Entertaining cold war conspiracy claptrap from 70's action guru Don Siegel. After the Cuban missile crisis the Russian KGB secretly initiated 100s of mind controlled sleeper assassins worldwide including 52 on US soil (guess 1 per state). One of their clerks Nicolai Dalchimsky (Donald Pleasence) as gone rogue, and is using these long dormant sleepers to enact revenge on the US. Fearing the risk of these attacks starting a war between US & Soviet Union, the KGB send in one of their top spies Major Grigori Borzov (Charles Bronson) to stop Dalchimsky before the crises escalates to all out war.

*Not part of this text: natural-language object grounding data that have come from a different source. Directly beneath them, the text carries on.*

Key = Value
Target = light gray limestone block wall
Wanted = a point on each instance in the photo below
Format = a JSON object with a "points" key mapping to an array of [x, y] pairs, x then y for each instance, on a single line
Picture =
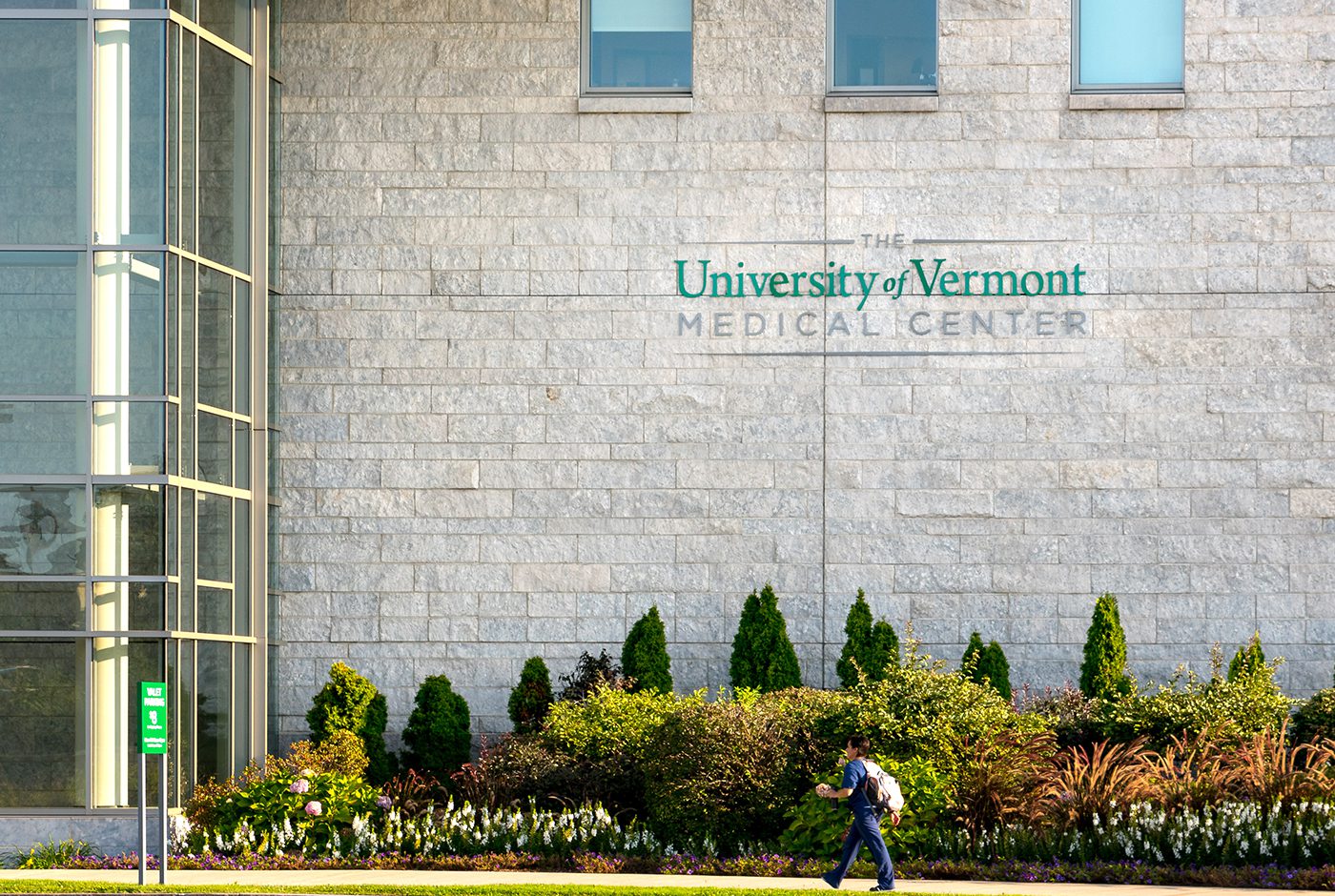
{"points": [[501, 438]]}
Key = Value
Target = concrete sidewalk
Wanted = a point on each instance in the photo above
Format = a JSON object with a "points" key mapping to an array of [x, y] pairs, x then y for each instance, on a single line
{"points": [[593, 882]]}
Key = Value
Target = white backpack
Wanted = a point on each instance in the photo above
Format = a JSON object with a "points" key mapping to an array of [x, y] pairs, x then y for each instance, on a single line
{"points": [[883, 791]]}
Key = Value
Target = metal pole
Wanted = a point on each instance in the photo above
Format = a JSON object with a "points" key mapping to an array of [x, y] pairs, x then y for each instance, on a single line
{"points": [[162, 815], [143, 815]]}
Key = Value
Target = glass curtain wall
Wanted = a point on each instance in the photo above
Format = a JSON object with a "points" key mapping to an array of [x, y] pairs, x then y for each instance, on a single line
{"points": [[133, 437]]}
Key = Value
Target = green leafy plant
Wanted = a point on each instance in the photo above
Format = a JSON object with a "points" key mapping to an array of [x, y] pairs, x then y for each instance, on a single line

Telefon hasn't aged very well and gets extremely goofy at times. Like when sleeper Marie Wills, gets commanded to blow up a secret desert military factory in her nightgown then swallows a suicide pill, or the kooky romantic ending with double agent Lee Remick and Bronson. My Biggest disappoint though was how little they use Pleasence, he looks the part but barely says a word outside of the phone trigger he repeats throughout the film. That said its still worth seeing and Siegel does the business action wise, he really knew how to blow shit up and shoot solid action sequences.


[Personal Reasons For OBEYING]

A fair bit of the old mind control going on.

[x] The most basic form of mind control is repetition - Dalchimsky always repeats the final segment of the poem 'MILES TO GO BEFORE I SLEEP'

[x] Dalchimsky's activation trigger is from a famous Robert Frost poem, apparently Tarantino also used it in Death Proof.

[x] Pills'n'Thrills - KGB agents mention drug induced hypnosis early on in the movie. And a guy with an unloaded gun aims at Bronson and shoots.

[x] Monarch Slaves - vague and most likely coincidental but the final sleeper is wearing a cap with a crown on.